A mudança importa porque Waller não é uma voz periférica no Fed. Nomeado para o Conselho de Governadores pelo presidente Trump em 2020, ele tem verdadeiro peso nas deliberações sobre taxas.
O que mudou a mente de Waller
Duas forças estão impulsionando sua cautela atual: a inflação impulsionada por tarifas e as pressões sobre os preços de energia ligadas ao conflito em curso no Oriente Médio. Seu limiar para reconsiderar é explícito. Waller deseja ver vários meses de leituras mais baixas da inflação subjacente antes mesmo de começar a considerar cortes.
Talvez o elemento mais marcante de suas observações de maio tenha sido a formulação das probabilidades. Waller indicou que as chances de um corte de taxas são agora aproximadamente iguais às chances de um aumento de taxas, dependendo de onde os dados de inflação se posicionarem.
Uma reversão notável de janeiro
A posição atual de Waller é muito diferente da que ele adotava no início de 2026. Na reunião do FOMC de 30 de janeiro de 2026, ele votou em dissentimento a favor de um corte de 25 pontos básicos na taxa, citando fraqueza no mercado de trabalho e o que considerava uma política monetária excessivamente restritiva na época.
Até 13 de julho de 2026, Waller foi mais longe. Ele alertou que uma leitura elevada da inflação núcleo poderia levar o FOMC a considerar um aperto de curto prazo, ou seja, um aumento real na taxa em vez de apenas uma pausa.

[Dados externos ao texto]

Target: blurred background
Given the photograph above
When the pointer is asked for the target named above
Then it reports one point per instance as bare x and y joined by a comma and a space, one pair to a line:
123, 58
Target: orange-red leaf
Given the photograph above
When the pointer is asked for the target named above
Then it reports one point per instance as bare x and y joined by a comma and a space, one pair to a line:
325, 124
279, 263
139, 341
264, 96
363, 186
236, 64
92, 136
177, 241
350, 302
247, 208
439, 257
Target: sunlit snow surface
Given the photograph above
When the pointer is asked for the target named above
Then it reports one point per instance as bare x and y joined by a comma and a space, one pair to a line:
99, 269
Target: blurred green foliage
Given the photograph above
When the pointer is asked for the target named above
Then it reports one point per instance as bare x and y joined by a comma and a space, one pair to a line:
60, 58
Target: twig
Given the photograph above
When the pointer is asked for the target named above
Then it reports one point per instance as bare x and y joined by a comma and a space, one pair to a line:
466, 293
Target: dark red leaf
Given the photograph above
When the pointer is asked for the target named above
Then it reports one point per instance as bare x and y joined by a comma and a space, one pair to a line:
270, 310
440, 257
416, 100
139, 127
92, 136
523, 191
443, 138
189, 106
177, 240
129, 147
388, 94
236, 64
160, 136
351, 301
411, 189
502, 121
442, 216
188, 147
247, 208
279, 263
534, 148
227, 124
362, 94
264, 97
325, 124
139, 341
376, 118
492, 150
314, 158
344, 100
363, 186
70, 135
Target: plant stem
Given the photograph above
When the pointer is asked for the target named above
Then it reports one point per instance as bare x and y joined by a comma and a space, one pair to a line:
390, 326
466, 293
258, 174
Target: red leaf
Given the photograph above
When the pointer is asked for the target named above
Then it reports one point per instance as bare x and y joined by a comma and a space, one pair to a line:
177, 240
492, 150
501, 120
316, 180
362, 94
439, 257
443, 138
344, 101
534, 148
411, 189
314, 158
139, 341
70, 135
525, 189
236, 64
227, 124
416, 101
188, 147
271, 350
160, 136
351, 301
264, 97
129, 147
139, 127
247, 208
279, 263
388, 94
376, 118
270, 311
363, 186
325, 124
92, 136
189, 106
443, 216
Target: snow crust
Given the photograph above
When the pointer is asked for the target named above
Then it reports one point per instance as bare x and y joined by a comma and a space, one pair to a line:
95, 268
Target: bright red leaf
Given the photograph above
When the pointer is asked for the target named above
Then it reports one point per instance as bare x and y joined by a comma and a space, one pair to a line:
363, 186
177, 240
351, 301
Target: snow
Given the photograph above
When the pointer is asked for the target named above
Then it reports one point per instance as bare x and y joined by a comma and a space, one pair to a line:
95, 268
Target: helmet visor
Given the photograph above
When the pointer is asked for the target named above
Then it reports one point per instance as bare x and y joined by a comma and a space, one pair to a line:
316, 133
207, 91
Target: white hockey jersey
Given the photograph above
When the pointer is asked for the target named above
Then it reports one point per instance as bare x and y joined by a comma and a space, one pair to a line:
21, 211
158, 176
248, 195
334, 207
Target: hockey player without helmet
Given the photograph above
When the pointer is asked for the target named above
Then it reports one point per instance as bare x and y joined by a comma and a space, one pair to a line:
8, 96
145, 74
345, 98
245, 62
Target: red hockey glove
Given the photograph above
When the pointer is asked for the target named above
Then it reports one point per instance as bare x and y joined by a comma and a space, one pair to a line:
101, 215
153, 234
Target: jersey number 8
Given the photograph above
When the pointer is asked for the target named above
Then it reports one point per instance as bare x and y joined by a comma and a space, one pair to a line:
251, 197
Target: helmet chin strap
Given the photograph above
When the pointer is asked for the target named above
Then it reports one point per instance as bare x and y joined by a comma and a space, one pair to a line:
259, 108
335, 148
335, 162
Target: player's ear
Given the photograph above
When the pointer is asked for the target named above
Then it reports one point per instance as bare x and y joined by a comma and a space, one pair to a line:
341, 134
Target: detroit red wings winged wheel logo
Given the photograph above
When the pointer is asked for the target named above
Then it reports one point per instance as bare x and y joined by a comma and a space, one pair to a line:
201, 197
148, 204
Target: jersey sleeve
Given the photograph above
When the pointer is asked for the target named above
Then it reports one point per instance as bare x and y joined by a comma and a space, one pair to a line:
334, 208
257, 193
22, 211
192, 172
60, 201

O que os investidores e os mercados precisam acompanhar
A mudança de tom de Waller tem implicações diretas para quem detém ativos sensíveis às expectativas de taxas de juros. Os títulos se movem inversamente às expectativas de taxas: quando os traders incorporam taxas mais altas por mais tempo, os preços dos títulos caem e os rendimentos sobem. As ações, especialmente as ações de crescimento com horizontes de lucro longos, tendem a sentir a mesma pressão pelo mesmo motivo.

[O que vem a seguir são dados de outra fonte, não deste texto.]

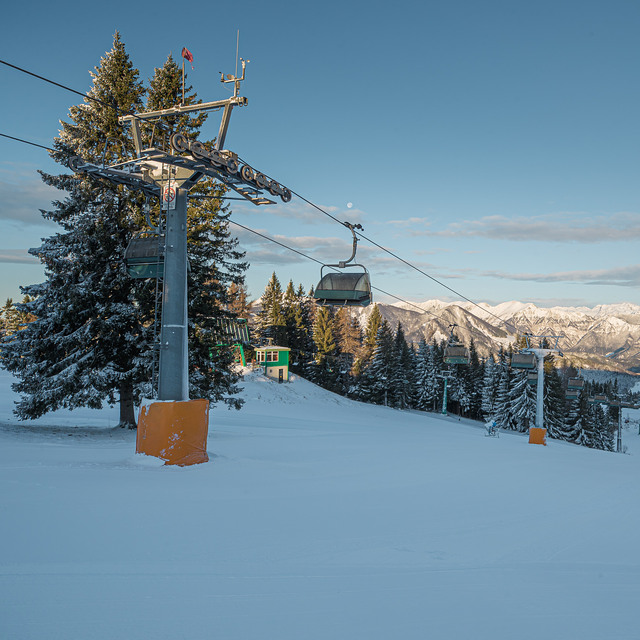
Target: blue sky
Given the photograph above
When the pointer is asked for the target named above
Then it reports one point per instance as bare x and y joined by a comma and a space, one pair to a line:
494, 145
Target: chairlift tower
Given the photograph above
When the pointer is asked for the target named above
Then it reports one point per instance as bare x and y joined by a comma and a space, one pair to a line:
538, 434
168, 173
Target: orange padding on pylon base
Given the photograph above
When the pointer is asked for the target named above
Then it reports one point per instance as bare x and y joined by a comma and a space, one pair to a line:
537, 435
176, 431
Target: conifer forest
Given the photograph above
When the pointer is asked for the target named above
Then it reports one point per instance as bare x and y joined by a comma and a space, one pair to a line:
374, 363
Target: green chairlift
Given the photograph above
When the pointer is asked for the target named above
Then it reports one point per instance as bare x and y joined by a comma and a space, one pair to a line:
455, 352
144, 257
345, 288
574, 387
524, 360
232, 332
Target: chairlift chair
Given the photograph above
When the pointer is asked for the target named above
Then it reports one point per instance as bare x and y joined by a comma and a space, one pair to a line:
143, 257
524, 360
344, 288
455, 352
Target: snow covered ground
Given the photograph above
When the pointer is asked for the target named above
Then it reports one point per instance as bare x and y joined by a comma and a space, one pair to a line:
317, 518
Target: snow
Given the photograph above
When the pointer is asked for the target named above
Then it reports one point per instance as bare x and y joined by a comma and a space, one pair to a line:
316, 518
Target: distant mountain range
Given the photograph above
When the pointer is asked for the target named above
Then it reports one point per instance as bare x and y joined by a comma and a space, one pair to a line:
605, 337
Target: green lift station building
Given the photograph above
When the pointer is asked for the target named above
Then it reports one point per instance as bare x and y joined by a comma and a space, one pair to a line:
275, 361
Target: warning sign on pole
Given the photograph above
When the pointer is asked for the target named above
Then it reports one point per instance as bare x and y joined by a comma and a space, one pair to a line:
169, 196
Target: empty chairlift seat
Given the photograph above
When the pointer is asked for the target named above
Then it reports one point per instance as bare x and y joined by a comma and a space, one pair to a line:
456, 354
344, 288
524, 360
143, 258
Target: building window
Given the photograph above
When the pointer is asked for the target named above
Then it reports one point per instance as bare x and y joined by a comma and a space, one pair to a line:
267, 356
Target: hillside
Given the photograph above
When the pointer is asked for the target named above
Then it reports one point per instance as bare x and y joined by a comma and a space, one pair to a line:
317, 518
605, 337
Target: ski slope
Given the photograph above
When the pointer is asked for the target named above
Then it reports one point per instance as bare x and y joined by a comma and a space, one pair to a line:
317, 518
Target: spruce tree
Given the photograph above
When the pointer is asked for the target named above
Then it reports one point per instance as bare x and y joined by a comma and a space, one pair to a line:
490, 383
522, 401
426, 378
270, 319
381, 367
84, 346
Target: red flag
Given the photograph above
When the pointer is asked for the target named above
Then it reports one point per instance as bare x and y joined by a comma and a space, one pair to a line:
187, 55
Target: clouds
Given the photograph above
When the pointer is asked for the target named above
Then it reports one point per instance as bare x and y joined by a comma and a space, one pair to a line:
628, 276
560, 227
21, 200
17, 256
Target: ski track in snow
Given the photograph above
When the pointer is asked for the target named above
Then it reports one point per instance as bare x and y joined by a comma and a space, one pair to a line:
317, 517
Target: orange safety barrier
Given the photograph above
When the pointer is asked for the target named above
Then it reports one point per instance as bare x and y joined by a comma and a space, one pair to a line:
175, 432
537, 435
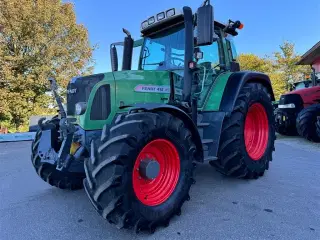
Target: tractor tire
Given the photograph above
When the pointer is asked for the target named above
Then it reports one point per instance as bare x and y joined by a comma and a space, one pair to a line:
115, 181
48, 172
248, 135
306, 123
318, 126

As fontes de inflação citadas por Waller também merecem ser examinadas separadamente. A inflação impulsionada por tarifas é estruturalmente diferente da inflação impulsionada pela demanda. Ela tende a ser um choque único no nível de preços, e não uma espiral de preços sustentada, o que leva alguns economistas a argumentarem que o Fed deveria ignorá-la. Waller, aparentemente, não está convencido de que a luxúria esteja disponível agora, especialmente quando os preços de energia estão adicionando um segundo impulso inflacionário independente, decorrente da instabilidade geopolítica.

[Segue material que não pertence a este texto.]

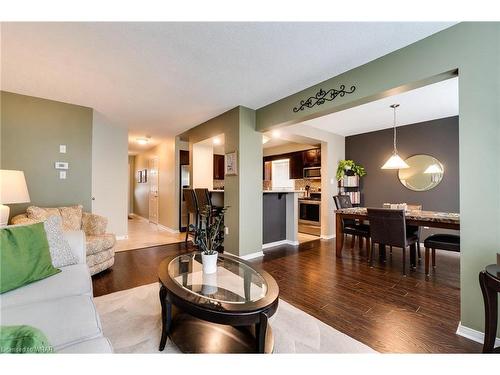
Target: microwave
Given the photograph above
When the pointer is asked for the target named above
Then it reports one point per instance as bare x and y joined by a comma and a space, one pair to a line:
312, 172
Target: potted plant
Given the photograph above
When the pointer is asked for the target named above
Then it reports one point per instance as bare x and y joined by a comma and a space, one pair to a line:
209, 237
349, 165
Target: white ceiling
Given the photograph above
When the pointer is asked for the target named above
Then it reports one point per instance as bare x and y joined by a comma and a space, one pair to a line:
160, 79
427, 103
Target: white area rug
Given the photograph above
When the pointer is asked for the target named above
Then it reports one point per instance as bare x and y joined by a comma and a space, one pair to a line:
131, 320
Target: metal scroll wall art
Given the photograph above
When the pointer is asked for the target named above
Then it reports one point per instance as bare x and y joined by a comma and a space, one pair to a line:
323, 96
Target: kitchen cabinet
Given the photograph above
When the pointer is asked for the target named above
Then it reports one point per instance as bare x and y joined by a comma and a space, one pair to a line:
184, 157
218, 167
312, 158
268, 170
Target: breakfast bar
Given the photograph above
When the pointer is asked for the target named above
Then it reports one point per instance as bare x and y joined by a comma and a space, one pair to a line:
280, 217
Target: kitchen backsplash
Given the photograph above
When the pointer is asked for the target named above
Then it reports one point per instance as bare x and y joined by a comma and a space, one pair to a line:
299, 184
218, 184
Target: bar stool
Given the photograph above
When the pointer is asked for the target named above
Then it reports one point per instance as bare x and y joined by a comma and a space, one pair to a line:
450, 242
192, 209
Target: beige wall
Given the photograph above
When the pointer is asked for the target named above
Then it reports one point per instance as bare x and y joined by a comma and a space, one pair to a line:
167, 188
131, 182
243, 192
286, 148
110, 173
32, 130
203, 165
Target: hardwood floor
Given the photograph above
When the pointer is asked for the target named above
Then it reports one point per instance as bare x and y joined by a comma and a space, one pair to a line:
377, 306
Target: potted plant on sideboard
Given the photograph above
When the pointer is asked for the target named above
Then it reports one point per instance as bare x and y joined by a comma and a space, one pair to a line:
348, 174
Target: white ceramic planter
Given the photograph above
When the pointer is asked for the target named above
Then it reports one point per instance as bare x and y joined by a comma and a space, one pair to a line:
209, 262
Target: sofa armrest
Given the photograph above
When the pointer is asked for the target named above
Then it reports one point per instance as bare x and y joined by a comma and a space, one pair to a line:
23, 219
94, 225
76, 240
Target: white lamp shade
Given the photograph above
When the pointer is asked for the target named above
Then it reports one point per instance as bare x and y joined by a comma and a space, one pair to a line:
395, 162
13, 187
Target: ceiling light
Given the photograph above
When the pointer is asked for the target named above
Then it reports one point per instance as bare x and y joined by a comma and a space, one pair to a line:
142, 141
395, 161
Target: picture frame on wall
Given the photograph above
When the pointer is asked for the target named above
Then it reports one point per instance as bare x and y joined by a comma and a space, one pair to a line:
231, 164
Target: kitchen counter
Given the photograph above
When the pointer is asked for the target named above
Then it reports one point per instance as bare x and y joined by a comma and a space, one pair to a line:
282, 191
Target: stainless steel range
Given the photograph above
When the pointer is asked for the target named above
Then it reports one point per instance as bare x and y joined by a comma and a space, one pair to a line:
310, 214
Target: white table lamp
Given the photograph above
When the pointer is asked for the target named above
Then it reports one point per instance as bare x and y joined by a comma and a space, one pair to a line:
13, 189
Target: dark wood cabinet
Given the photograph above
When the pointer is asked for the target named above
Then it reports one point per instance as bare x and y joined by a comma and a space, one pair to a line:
218, 167
296, 166
298, 161
268, 170
312, 158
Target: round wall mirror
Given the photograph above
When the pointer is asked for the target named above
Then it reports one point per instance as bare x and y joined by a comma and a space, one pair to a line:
425, 173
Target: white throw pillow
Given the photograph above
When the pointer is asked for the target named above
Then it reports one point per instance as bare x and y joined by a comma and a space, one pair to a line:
59, 248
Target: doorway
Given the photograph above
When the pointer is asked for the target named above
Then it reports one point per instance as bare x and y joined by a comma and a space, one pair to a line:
153, 190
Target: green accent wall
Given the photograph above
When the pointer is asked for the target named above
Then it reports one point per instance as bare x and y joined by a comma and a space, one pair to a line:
242, 193
31, 131
471, 50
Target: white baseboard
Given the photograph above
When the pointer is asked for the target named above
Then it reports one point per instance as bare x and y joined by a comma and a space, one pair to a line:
171, 230
278, 243
327, 236
473, 335
252, 255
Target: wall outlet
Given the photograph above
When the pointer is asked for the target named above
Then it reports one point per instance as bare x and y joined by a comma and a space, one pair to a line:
61, 165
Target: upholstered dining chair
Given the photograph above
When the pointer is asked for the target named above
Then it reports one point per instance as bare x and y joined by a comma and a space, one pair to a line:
413, 229
352, 227
449, 242
388, 227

O mandato duplo do Federal Reserve pede que ele equilibre a estabilidade de preços com o máximo emprego. No momento, os comentários públicos de Waller sugerem que a estabilidade de preços é a preocupação dominante, com a inflação básica atualmente entre 3,5% e 3,75%, contra a meta de 2% do Fed, mesmo com o mercado de trabalho mostrando suficiente fraqueza em janeiro para provocar sua dissidência a favor de um corte.